Individuals who enjoy working with money often choose to become Certified Public Accountants (CPAs) or Chartered Financial Analysts (CFAs).They are both very good yet different careers. Many mistakenly believe the two titles are used interchangeably. While there are some similarities, there is quite a difference between CPA and CFA. Here is an overview of these two professionals.

What is a CPA?

A certified public accountant is an accountant trained to provide various accounting services, including preparing taxes for individuals and preparing financial statements for large companies. CPAs can choose from various career choices, including tax advising, auditing, accounting positions for accounting firms or large corporations, government accounting or working in private practice.

What is a CFA?

A chartered financial analyst is a financial analyst who analyzes different financial options and provides investment options to financial planners as well as to upper management of investment companies. CFAs can work at various capacities, including portfolio managers, chief executives, research analysts, consultants, risk managers or corporate financial analysts and financial advisors.

Main differences between CPA and CFA

Although there are many differences between a CPA and a CFA, the main difference is their main purpose. If an individual needs help preparing their taxes, he or she would hire a CPA. If an individual has a large sum of money they wish to invest, the individual would hire a CFA. An individual who wants to work in accounting or tax firms would choose to work as a certified public accountant, whereas the individual who wants to work in investment banks or firms would choose to work as a chartered financial analyst.

Requirements for CPAs and CFAs

Another difference between a CPA and CFA is in the requirements it takes to become one or the other. A CPA must meet certain state requirements regarding education and experience. A CFA must complete his or her training through the CFA Institute.  CFAs are usually required to be members of the CFA Institute.

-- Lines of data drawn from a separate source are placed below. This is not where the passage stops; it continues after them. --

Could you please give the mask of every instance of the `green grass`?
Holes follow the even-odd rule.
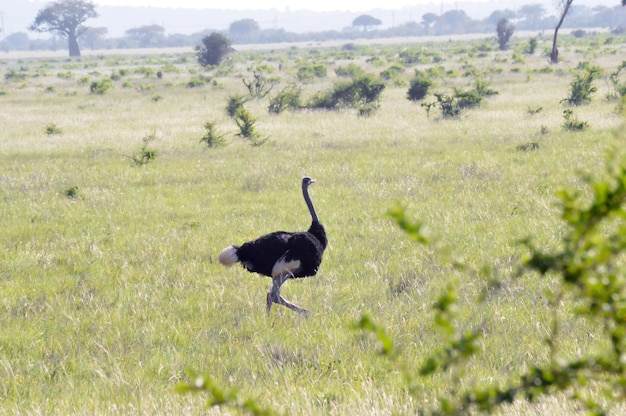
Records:
[[[460,45],[428,47],[441,51],[446,69],[458,70],[462,60],[492,65],[455,55]],[[315,59],[329,76],[303,95],[331,85],[334,67],[346,62],[378,73],[367,59],[391,65],[401,48],[363,47],[334,64],[339,49],[322,49]],[[269,138],[256,147],[236,136],[228,97],[245,93],[241,77],[249,78],[255,61],[293,61],[279,74],[287,85],[297,72],[293,56],[310,59],[307,49],[238,54],[228,75],[207,73],[217,83],[200,88],[185,86],[201,72],[190,56],[186,63],[175,54],[81,58],[64,70],[73,74],[67,79],[56,76],[65,59],[3,59],[2,74],[24,66],[28,75],[6,81],[0,97],[0,413],[204,414],[202,395],[174,392],[193,369],[281,414],[414,414],[434,405],[450,377],[420,379],[411,395],[376,342],[350,324],[371,313],[396,342],[402,365],[417,373],[441,345],[431,306],[451,279],[460,282],[459,323],[484,328],[467,383],[505,383],[547,360],[543,291],[554,282],[514,278],[524,254],[518,241],[532,236],[538,246],[556,247],[563,224],[555,192],[582,187],[579,174],[598,172],[607,151],[623,146],[613,134],[621,123],[615,103],[600,98],[602,82],[592,102],[576,109],[590,127],[561,128],[570,70],[589,59],[575,53],[562,47],[568,59],[548,74],[533,72],[545,57],[525,57],[520,72],[498,61],[504,71],[488,80],[499,94],[459,120],[427,118],[406,99],[407,87],[391,84],[367,118],[356,111],[270,115],[269,97],[250,101],[255,128]],[[488,55],[495,62],[509,54]],[[593,64],[610,73],[619,56]],[[179,71],[163,80],[132,71],[164,66]],[[425,66],[405,71],[407,85],[418,67]],[[77,81],[120,68],[130,74],[103,95]],[[434,90],[467,88],[473,79],[437,83]],[[162,99],[152,100],[155,94]],[[542,111],[529,115],[529,107]],[[199,142],[207,121],[226,146]],[[46,134],[51,123],[59,134]],[[147,136],[158,157],[133,166],[129,157]],[[516,150],[529,142],[539,148]],[[303,175],[317,180],[311,195],[329,247],[318,276],[287,282],[283,294],[312,316],[280,307],[266,316],[269,279],[224,269],[216,258],[266,232],[306,229]],[[410,241],[385,216],[397,203],[424,222],[432,245]],[[450,255],[487,268],[458,271]],[[475,304],[493,275],[506,284]],[[567,354],[602,347],[592,323],[572,317],[567,325]],[[572,409],[557,396],[510,410]]]

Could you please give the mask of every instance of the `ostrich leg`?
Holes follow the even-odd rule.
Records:
[[[298,312],[300,315],[309,316],[309,311],[298,305],[294,305],[280,295],[280,287],[283,283],[285,283],[289,276],[289,273],[284,273],[273,279],[272,289],[267,294],[267,312],[269,313],[270,309],[272,309],[272,303],[278,303],[279,305],[286,306],[289,309]]]

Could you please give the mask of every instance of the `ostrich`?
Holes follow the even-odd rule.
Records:
[[[302,178],[302,195],[311,213],[311,226],[306,232],[276,231],[249,241],[241,246],[228,246],[219,255],[219,262],[232,266],[240,262],[251,273],[272,278],[272,289],[267,294],[267,312],[273,303],[308,316],[309,311],[294,305],[280,295],[280,287],[287,279],[315,276],[322,263],[322,254],[328,244],[324,226],[319,222],[309,185],[315,180]]]

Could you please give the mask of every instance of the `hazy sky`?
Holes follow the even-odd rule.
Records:
[[[441,0],[95,0],[94,3],[101,6],[152,6],[152,7],[180,7],[194,9],[278,9],[291,10],[307,9],[313,11],[363,11],[376,8],[401,9],[405,6],[416,6],[428,3],[440,3]],[[454,0],[444,0],[453,2]],[[466,0],[468,1],[468,0]],[[456,3],[461,5],[466,1],[459,0]],[[480,2],[487,0],[471,0]]]

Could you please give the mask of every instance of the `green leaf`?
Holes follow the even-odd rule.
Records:
[[[400,205],[396,205],[387,211],[387,216],[395,220],[396,224],[404,230],[409,238],[417,242],[427,244],[428,239],[421,233],[422,223],[411,222],[406,218],[406,209]]]

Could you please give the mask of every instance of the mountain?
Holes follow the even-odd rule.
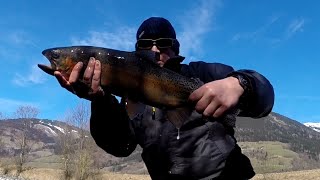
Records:
[[[127,173],[146,173],[140,157],[141,148],[137,147],[129,157],[117,158],[105,153],[93,142],[89,131],[65,122],[48,119],[6,119],[0,120],[0,167],[1,158],[17,158],[21,153],[23,137],[26,137],[27,165],[32,167],[61,168],[65,147],[76,149],[81,141],[90,148],[94,165],[109,171]],[[84,133],[86,140],[80,139]],[[93,144],[93,145],[92,145]],[[65,147],[62,147],[65,146]],[[93,148],[92,148],[93,147]],[[4,160],[6,161],[6,160]]]
[[[294,152],[307,153],[319,160],[320,133],[278,113],[270,113],[260,119],[239,117],[236,127],[236,138],[239,141],[288,143]]]
[[[248,152],[250,158],[256,158],[257,154],[261,154],[262,152],[261,145],[259,145],[258,149],[254,149],[254,145],[250,144],[251,142],[279,142],[285,144],[284,151],[290,151],[291,154],[296,154],[295,156],[299,156],[300,158],[299,161],[295,161],[292,158],[288,160],[289,156],[285,155],[285,160],[288,160],[288,163],[290,164],[287,169],[292,170],[294,169],[292,165],[294,162],[296,164],[301,164],[302,162],[320,164],[320,133],[316,131],[317,129],[314,129],[315,125],[312,125],[311,128],[309,127],[310,124],[304,125],[274,112],[259,119],[238,117],[235,128],[235,137],[239,143],[248,142],[248,144],[243,147],[243,152]],[[19,150],[21,135],[25,133],[28,137],[28,144],[31,144],[30,159],[32,159],[32,162],[45,162],[37,165],[40,167],[50,167],[52,166],[52,163],[55,163],[56,166],[56,164],[60,163],[60,156],[63,153],[63,150],[60,147],[61,137],[69,134],[70,137],[75,139],[75,141],[72,141],[74,144],[71,144],[71,147],[76,147],[76,144],[79,142],[77,138],[81,136],[80,131],[81,129],[75,126],[48,119],[1,120],[0,156],[13,157],[18,155],[19,152],[21,152]],[[85,133],[86,137],[90,136],[88,131]],[[109,171],[123,173],[147,173],[140,156],[141,148],[139,146],[129,157],[125,158],[113,157],[102,151],[100,148],[97,148],[95,144],[93,146],[95,149],[91,154],[94,155],[94,164],[100,169],[103,168]],[[268,148],[267,146],[268,145],[266,145],[265,149]],[[275,147],[274,143],[270,147]],[[266,151],[263,153],[266,155],[269,152]],[[277,158],[277,155],[270,158],[274,161],[274,158]],[[261,157],[258,157],[257,161],[258,162],[255,162],[256,164],[263,164],[261,162],[265,161],[265,159],[263,160],[263,158],[261,159]],[[283,162],[278,162],[278,164],[283,164]],[[34,164],[32,165],[36,166]],[[318,166],[295,167],[295,170],[299,170]],[[275,170],[272,169],[270,171]]]
[[[21,146],[23,136],[27,137],[31,152],[42,151],[52,154],[60,135],[66,127],[73,128],[71,134],[77,137],[77,128],[66,123],[40,119],[8,119],[0,121],[0,155],[15,155]],[[52,153],[51,153],[52,152]]]
[[[308,123],[304,123],[304,125],[320,133],[320,123],[308,122]]]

The CFA should have at least a bachelor’s degree, but it may not be required if the individual has at least four years of work experience in this field. If the aspiring CFA chooses to complete a formal training program, it’s general a graduate-level CFA program, They must also pass the following six-hour exams.

  • Level I exam – This tests the candidate on tools used for investment valuation and portfolio management as well as their knowledge of asset classes, securities, markets and the CFA Institute’s code of ethics.
  • Level II exam – This tests focuses on asset valuation.
  • Level III exam – This test focuses on portfolio management.

The CPA must have at least a bachelor’s degree and complete an additional 30 graduate hours for a total of 150 credit hours. The CPA must also have one year of accounting experience and pass the four-part Uniform CPA examination. CPAs are required to be licensed in all the states.

Each state has different requirements, so individuals are advised to check with their state’s Board of Accountancy. To maintain licensure as a CPA, the individual may also be required to complete continuing professional education depending on the state in which the CPA lives.

The U.S. Bureau of Labor Statistics reports that accountants should experience a job growth of six percent over the next 10 years. Certified public accountants and certified financial analysts have more training and can expect better career opportunities. Regardless of which career is chosen, both the CPA and CFA both see very good wages.